State republicans blow up unions, “woke up” historic markers | Information, sports activities, jobs

With prominent strikes underway and more threats across the country, Republicans in Harrisburg are trying to effectively weaken the unions, in one case by amending the state constitution.

Legislators have proposed several bills over the past two weeks that would put unions – particularly public sector unions – on the defensive. The move comes as the Democrats in Congress work to include their own labor law reforms on President Joe Biden’s legislative agenda.

On Monday, State MP Torren Ecker, R-New Oxford, told his colleagues that he would propose a constitutional amendment that would preventively prohibit so-called card controls. The change – which would have to be passed in two consecutive sessions before a public referendum can be passed – would require that all union elections be held by secret ballot.

“Just as citizens want elections to be free, fair and anonymous, workers who vote in company elections deserve the same right.” said Ecker.

Under current federal law, a percentage of workers who want to organize must collect signed IDs. Your employer has the option of recognizing the union immediately or applying for a secret ballot controlled by the government.

For decades, union activists have been pushing for a return to the old card control system, where workers could gain instant recognition by submitting enough signed cards.

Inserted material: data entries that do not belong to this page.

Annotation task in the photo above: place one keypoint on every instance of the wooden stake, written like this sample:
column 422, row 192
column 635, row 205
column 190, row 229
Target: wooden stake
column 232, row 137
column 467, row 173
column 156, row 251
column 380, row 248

Full elections, on the other hand, are often delayed, giving employers time to run their own anti-union campaigns.

Other House bills could weaken the unions that represent public service workers.

One from Rep. Ryan Mackenzie, R-Lower Macungie Township, would prohibit the deduction of optional political donations from unions from government employees’ paychecks. Another from MP Kate Klunk, R-Hannover, demanded that state employees be regularly reminded of their right not to pay union dues even though they are represented at the negotiating table by unions.

MEP Dawn Keefer, R-Dillsburg, proposed a bill late last month that would require public unions to have a recertification vote every six years – a process that would regularly put organizers on the defensive.

The new wave of bills comes as the Democrats in Congress enact stricter rules on employers accused of violating workers’ organizing rights. Bidens “Build better” Bill, which is still hotly debated in the Capitol, could include a provision to penalize companies for meddling in collective actions by workers.

Rick Bloomingdale, head of the state’s largest trade union confederation, called the bill a “Transformative step forward for our community and our country” last week. Its final form – whether it will exist even in the midst of tough intra-party negotiations – remains to be seen.

Smooth election in the midst of legal disputes

A quiet and largely undisturbed election day last Tuesday could turn out to be a brief interlude between suffrage battles.

State officials reported few major problems with more than 700,000 Pennsylvanians returning their ballots in an election that saw a relatively low turnout in many areas. It was a far cry from the record-breaking 2020 general election that put a national spotlight on Pennsylvania.

Legislators from both parties are still pushing for changes to the state’s electoral laws, including Republicans who voided the postal voting law.

Last week, Democratic MP Regina Young, D-Philadelphia, announced plans for a number of new bills in the opposite direction. Young’s three suggestions include a three-week period before the election to count early ballots, a requirement that some votes be counted in advance, and a warning to voters whose signatures do not match those on file.

“The voters should have the opportunity to prove their identity and to confirm their signature” Boy said.

The proposals cannot move far under a GOP-led legislature. A voting agreement between Republican lawmakers and Governor Tom Wolf has proven elusive.

DC representatives violate Biden’s vaccination rules

At least one Pennsylvania congressman has joined efforts to stop the president’s new business vaccine mandate before it begins.

Rep. Guy Reschenthaler, R-Pittsburgh, is one of 17 Republicans who support HR 5811, a bill that would stop funding a Department of Labor program that mandates COVID-19 vaccines.

Biden announced the long-awaited rules on Thursday: companies with more than 100 employees must require full vaccination by Jan. 4, and employees who refuse must have weekly coronavirus tests. Many healthcare workers will not have a test option under the new rule.

The guidelines are to be enforced by the occupational health and safety authority.

The legislature is against it “woke up” sign

A lawmaker working at the state’s museum bureau is making a proposal to privatize approval of Pennsylvania’s famous blue historical markings, the Pennsylvania Capital star reported.

Rep. Parke Wentling, R-Greenville, discussed the idea in a magazine post last week. Wentling sits on the board of the Pennsylvania Historical and Museum Commission, which approves the blue and gold markings that discuss important sites, events, and people.

Recent efforts to increase diversity and inclusion in the process are linked to “Awakened demolition culture” Wentling said, comparing the commission to the tyrannical Ministry of Truth in George Orwell’s dystopian novel: “1984.”

Officials have worked to address outdated messages on the signs, many of which are older than the commission itself.